Roman Leventov comments on An open letter to SERI MATS program organisers

Roman Leventov 26 Apr 2023 12:14 UTC
1 point
0
If AGI labs truly bet on AI-assisted (or fully AI-automated) science, across the domains of science (the second group in your list), then research done in the following three groups will be submerged by that AI-assisted research.

It’s still important to do some research in these areas, for two reasons:

(1) hedging bets against some unexpected turn of events, such as AIs failing to improve the speed and depth of generated scientific insight, at least in some areas (perhaps governance & strategy are more iffy areas, and it’s hard to become sure that strategies suggested by AIs are free of ‘deep deceptiveness’ style of bias than pure math or science).

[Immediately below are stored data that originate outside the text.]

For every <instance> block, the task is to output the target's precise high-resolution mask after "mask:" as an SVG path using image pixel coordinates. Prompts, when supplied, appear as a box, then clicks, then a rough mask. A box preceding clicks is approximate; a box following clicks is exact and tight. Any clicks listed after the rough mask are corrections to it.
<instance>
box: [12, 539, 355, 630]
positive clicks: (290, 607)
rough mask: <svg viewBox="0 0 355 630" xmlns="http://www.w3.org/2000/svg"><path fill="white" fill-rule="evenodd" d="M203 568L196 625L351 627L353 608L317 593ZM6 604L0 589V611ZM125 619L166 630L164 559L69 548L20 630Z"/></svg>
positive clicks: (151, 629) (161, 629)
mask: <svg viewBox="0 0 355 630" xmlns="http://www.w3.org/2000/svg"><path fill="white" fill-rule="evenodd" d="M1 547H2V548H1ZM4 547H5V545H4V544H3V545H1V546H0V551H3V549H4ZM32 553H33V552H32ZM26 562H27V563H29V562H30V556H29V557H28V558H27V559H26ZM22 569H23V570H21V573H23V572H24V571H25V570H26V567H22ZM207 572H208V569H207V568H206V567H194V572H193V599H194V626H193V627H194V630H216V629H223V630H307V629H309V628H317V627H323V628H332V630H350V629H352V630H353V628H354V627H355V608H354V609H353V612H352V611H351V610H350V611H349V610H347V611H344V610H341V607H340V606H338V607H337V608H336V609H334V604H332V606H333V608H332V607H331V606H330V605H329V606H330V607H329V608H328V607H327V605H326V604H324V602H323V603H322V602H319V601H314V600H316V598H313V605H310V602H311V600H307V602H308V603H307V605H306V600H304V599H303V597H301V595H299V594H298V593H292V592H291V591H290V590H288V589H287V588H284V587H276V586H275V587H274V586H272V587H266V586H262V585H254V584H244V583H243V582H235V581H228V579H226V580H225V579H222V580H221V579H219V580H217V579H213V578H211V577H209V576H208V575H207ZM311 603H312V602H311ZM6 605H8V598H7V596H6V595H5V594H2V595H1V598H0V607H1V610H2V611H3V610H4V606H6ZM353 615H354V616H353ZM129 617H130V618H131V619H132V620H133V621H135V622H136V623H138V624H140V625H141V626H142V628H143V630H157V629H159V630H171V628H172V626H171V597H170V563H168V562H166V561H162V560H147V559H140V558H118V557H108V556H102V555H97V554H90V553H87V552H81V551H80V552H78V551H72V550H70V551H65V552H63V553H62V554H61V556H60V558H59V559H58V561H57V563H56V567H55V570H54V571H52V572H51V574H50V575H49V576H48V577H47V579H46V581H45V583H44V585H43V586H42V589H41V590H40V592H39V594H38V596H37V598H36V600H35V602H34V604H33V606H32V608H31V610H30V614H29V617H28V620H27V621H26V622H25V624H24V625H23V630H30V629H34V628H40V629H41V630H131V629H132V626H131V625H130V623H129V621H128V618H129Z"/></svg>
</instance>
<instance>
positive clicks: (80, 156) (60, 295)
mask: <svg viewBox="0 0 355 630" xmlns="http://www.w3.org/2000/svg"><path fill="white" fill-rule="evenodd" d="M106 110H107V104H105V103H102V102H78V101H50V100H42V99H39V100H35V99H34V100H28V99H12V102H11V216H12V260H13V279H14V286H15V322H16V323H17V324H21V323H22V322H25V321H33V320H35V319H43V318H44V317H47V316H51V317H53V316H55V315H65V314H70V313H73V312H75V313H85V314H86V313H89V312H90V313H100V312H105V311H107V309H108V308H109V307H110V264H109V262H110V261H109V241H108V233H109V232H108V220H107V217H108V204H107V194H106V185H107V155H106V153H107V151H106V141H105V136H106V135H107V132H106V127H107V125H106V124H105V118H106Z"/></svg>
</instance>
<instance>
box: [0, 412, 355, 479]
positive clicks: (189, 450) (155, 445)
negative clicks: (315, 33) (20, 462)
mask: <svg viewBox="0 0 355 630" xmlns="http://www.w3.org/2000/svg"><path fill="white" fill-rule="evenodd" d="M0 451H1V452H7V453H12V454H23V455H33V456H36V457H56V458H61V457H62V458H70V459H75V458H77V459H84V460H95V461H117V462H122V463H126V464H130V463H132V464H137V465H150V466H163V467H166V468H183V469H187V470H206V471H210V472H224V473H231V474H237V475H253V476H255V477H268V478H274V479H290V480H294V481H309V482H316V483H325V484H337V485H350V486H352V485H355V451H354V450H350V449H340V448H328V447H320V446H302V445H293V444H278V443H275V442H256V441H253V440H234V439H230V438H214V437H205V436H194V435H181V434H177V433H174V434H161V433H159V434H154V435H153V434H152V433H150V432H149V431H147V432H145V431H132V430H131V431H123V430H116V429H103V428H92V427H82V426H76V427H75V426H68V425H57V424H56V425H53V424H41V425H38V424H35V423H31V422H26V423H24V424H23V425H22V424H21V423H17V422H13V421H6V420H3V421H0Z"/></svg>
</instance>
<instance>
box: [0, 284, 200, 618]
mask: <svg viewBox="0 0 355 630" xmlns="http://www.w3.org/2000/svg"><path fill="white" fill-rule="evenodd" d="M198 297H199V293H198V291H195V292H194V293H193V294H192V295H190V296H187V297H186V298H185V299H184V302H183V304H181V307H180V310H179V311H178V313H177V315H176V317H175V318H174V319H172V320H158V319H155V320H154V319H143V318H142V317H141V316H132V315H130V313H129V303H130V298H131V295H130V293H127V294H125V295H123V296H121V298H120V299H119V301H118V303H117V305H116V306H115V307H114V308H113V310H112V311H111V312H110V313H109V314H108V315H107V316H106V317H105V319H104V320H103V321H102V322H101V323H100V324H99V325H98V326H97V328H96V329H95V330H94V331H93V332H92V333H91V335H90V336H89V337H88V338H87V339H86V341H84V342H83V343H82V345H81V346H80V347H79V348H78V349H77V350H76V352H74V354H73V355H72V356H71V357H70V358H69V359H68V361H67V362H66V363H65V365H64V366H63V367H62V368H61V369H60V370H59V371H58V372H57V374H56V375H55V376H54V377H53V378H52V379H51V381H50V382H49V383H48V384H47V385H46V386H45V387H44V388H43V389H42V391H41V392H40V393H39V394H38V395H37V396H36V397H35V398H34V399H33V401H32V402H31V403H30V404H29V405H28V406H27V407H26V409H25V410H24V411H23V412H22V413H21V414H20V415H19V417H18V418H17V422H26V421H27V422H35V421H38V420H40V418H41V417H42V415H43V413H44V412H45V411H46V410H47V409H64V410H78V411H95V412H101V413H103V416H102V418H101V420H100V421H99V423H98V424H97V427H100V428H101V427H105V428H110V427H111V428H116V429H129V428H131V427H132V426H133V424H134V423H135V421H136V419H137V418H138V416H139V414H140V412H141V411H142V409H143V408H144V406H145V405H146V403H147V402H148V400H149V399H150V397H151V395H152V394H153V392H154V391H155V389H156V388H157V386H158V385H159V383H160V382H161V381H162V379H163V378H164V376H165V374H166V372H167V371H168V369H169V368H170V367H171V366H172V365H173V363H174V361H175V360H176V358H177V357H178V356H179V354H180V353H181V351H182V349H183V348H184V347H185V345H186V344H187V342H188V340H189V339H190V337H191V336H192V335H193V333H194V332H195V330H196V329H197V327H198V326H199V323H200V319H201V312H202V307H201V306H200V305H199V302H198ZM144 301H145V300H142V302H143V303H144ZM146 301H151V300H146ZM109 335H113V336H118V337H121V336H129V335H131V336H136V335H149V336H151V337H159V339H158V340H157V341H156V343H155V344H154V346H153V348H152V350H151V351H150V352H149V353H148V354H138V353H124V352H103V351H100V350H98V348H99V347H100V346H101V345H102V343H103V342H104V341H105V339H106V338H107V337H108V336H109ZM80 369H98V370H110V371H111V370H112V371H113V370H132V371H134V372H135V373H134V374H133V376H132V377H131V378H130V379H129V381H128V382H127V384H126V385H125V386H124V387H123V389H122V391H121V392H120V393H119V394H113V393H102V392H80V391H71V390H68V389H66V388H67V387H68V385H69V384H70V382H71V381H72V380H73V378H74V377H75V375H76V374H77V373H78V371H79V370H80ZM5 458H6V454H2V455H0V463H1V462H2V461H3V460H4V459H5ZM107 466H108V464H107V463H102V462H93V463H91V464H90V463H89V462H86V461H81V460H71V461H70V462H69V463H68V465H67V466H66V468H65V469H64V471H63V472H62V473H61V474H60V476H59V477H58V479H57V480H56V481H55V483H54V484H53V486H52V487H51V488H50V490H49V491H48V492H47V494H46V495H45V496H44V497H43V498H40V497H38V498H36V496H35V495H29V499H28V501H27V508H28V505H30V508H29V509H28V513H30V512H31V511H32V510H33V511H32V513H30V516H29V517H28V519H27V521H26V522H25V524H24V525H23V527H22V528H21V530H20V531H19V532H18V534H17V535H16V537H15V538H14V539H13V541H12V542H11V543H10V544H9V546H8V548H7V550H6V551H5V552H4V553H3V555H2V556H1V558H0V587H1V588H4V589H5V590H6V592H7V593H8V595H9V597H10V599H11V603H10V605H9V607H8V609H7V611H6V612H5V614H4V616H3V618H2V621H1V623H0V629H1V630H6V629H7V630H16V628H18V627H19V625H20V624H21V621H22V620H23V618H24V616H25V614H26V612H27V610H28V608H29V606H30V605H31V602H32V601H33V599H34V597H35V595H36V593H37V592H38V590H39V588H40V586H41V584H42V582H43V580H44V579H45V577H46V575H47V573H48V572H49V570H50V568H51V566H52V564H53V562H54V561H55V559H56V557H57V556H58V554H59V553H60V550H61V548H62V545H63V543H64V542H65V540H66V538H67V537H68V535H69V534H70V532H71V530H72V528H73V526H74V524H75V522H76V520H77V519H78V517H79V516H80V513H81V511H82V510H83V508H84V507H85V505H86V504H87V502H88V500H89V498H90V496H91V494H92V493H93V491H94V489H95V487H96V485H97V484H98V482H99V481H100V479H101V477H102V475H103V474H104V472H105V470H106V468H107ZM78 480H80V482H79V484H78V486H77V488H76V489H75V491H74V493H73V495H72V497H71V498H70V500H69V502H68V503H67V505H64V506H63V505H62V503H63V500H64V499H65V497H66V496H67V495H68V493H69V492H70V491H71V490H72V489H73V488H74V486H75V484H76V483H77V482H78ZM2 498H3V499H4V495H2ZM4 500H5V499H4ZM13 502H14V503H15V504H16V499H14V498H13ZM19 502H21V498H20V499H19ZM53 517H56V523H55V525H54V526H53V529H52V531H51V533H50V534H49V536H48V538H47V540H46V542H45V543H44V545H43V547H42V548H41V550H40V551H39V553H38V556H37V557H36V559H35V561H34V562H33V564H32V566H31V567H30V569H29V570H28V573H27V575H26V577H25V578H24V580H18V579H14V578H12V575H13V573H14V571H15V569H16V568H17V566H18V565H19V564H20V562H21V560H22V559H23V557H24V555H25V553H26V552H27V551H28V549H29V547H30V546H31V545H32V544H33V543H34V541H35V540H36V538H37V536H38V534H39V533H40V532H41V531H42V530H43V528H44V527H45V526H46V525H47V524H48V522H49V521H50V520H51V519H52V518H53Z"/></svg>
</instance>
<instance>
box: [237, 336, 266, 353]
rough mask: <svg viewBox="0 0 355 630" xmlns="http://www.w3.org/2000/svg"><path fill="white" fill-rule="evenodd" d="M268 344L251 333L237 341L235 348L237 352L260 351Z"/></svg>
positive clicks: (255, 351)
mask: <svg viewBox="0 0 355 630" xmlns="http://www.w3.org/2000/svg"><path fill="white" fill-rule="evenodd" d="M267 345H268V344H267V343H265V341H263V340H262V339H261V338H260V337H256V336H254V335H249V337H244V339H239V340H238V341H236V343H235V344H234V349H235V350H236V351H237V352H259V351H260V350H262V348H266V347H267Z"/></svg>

(2) When AIs will presumably generate all that awesome science, the humanity still needs to have people capable of understanding, evaluating, and finding weaknesses in this science.

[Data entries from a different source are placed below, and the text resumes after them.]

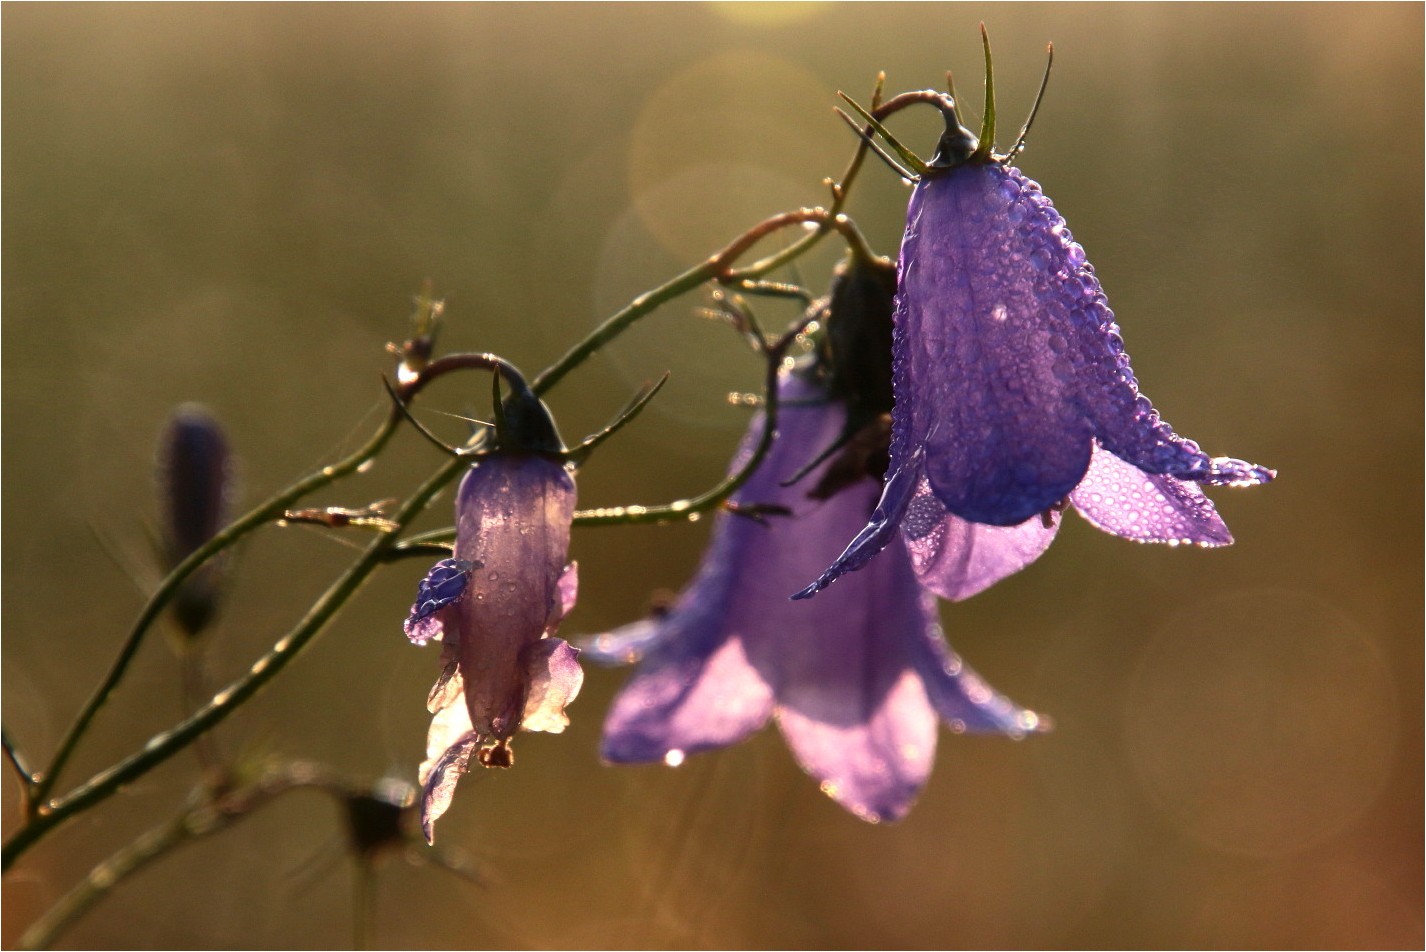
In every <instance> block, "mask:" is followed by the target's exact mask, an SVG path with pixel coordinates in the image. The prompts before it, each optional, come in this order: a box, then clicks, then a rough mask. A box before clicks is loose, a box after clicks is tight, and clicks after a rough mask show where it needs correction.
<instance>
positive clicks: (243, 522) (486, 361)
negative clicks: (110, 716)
mask: <svg viewBox="0 0 1426 952" xmlns="http://www.w3.org/2000/svg"><path fill="white" fill-rule="evenodd" d="M462 366H481V368H488V369H499V371H501V372H502V373H513V375H515V379H519V381H520V383H523V378H520V376H519V372H518V371H515V369H513V368H512V366H509V365H508V363H506V362H505V361H502V359H501V358H496V356H493V355H456V356H452V358H443V359H442V361H435V362H432V363H429V365H428V366H426V368H425V369H422V371H421V372H419V373H418V375H415V376H414V378H412V379H411V381H409V382H406V383H404V385H401V386H399V388H398V392H399V393H401V396H402V399H404V400H409V399H411V398H414V396H415V395H416V393H419V392H421V389H422V388H425V385H426V383H429V382H431V381H432V379H435V378H436V376H441V375H442V373H448V372H451V371H455V369H461V368H462ZM399 423H401V412H398V410H396V409H392V410H391V412H388V415H386V419H385V422H382V425H381V428H379V429H378V430H376V432H375V433H374V435H372V436H371V439H368V440H366V443H365V445H362V446H361V447H359V449H358V450H356V452H355V453H352V455H351V456H348V457H347V459H342V460H339V462H337V463H332V465H331V466H324V467H322V469H319V470H318V472H315V473H312V475H309V476H305V477H302V479H299V480H297V482H295V483H292V485H291V486H288V487H287V489H284V490H282V492H281V493H278V495H277V496H274V497H271V499H270V500H267V502H265V503H262V505H260V506H258V507H255V509H252V510H251V512H248V513H247V514H244V516H242V517H240V519H238V520H235V522H234V523H231V524H228V526H227V527H224V529H222V532H220V533H218V534H215V536H214V537H212V539H210V540H208V542H205V543H204V544H202V546H200V547H198V549H195V550H194V552H193V553H190V554H188V557H187V559H184V560H183V562H181V563H178V566H177V567H174V570H173V571H170V573H168V577H167V579H164V580H163V581H161V583H160V584H158V589H157V590H155V591H154V594H153V596H151V597H150V599H148V603H147V604H145V606H144V609H143V610H141V611H140V613H138V619H135V620H134V624H133V626H131V627H130V630H128V636H127V637H125V638H124V643H123V644H121V646H120V648H118V654H117V656H116V657H114V660H113V661H111V663H110V667H108V673H107V674H106V676H104V680H103V681H100V684H98V687H97V688H94V693H93V694H91V695H90V698H88V701H86V703H84V707H83V708H80V713H78V714H77V715H76V717H74V723H73V724H70V728H68V730H67V731H66V733H64V737H63V738H61V740H60V744H58V747H57V748H56V751H54V757H53V758H51V761H50V764H48V767H47V768H44V770H43V771H41V772H40V774H39V775H37V777H36V788H34V802H36V804H37V805H39V808H40V809H41V811H43V809H44V801H46V798H48V795H50V791H51V790H53V788H54V784H56V781H58V778H60V771H63V770H64V765H66V764H67V762H68V760H70V757H71V755H73V754H74V750H76V747H77V745H78V743H80V740H81V738H83V737H84V733H86V731H87V730H88V725H90V723H91V721H93V720H94V715H96V714H98V711H100V708H101V707H104V703H106V701H108V697H110V694H113V691H114V688H116V687H118V683H120V681H121V680H123V678H124V674H125V673H127V670H128V666H130V663H131V661H133V660H134V656H135V654H138V648H140V646H141V644H143V643H144V636H145V634H147V633H148V630H150V628H151V627H153V624H154V621H155V620H157V619H158V616H160V614H161V613H163V610H164V609H165V607H167V606H168V603H170V601H171V600H173V597H174V596H175V594H177V593H178V589H181V587H183V583H184V581H187V580H188V576H191V574H193V573H194V571H197V570H198V569H200V567H201V566H202V564H204V563H205V562H208V559H212V557H214V556H217V554H218V553H220V552H222V550H224V549H227V547H230V546H232V544H234V543H237V542H238V540H240V539H242V537H244V536H247V534H248V533H250V532H252V530H254V529H258V527H260V526H262V524H265V523H270V522H275V520H279V519H282V517H284V516H285V514H287V510H288V507H289V506H291V505H292V503H295V502H297V500H299V499H301V497H304V496H307V495H309V493H312V492H317V490H318V489H322V487H324V486H329V485H331V483H334V482H337V480H338V479H342V477H345V476H349V475H351V473H355V472H358V470H359V469H361V467H362V466H364V465H366V463H368V462H369V460H372V459H374V457H375V456H376V455H378V453H379V452H381V450H382V449H384V447H385V446H386V443H388V440H391V438H392V435H394V433H395V432H396V429H398V425H399Z"/></svg>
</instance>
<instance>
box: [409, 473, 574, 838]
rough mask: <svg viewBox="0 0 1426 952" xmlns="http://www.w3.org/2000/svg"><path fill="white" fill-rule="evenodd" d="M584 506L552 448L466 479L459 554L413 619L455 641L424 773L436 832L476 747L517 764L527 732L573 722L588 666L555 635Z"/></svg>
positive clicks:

This, however, suggests a different focus in the latter three groups: growing excellent science evaluators rather than generators (GAN style). More Yudkowskys able to shut down and poke holes in various plans. Less focus on producing sheer amount of research and more focus on the ability to criticise others’ and one’s own research. There is overlap of course but there are also differences in how researchers should develop, if we keep this in mind. Also credit assignment systems and community authority-inferring mechanisms should recognise this focus.
- Ryan Kidd 26 Apr 2023 22:10 UTC
  1 point
  0
  Parent
  MATS’ framing is that we are supporting a “diverse portfolio” of research agendas that might “pay off” in different worlds (i.e., your “hedging bets” analogy is accurate). We also think the listed research agendas have some synergy you might have missed. For example, interpretability research might build into better AI-assisted white-box auditing, white/gray-box steering (e.g., via ELK), or safe architecture design (e.g., “retargeting the search”).
  The distinction between “evaluator” and “generator” seems fuzzier to me than you portray. For instance, two “generator” AIs might be able to red-team each other for the purposes of evaluating an alignment strategy.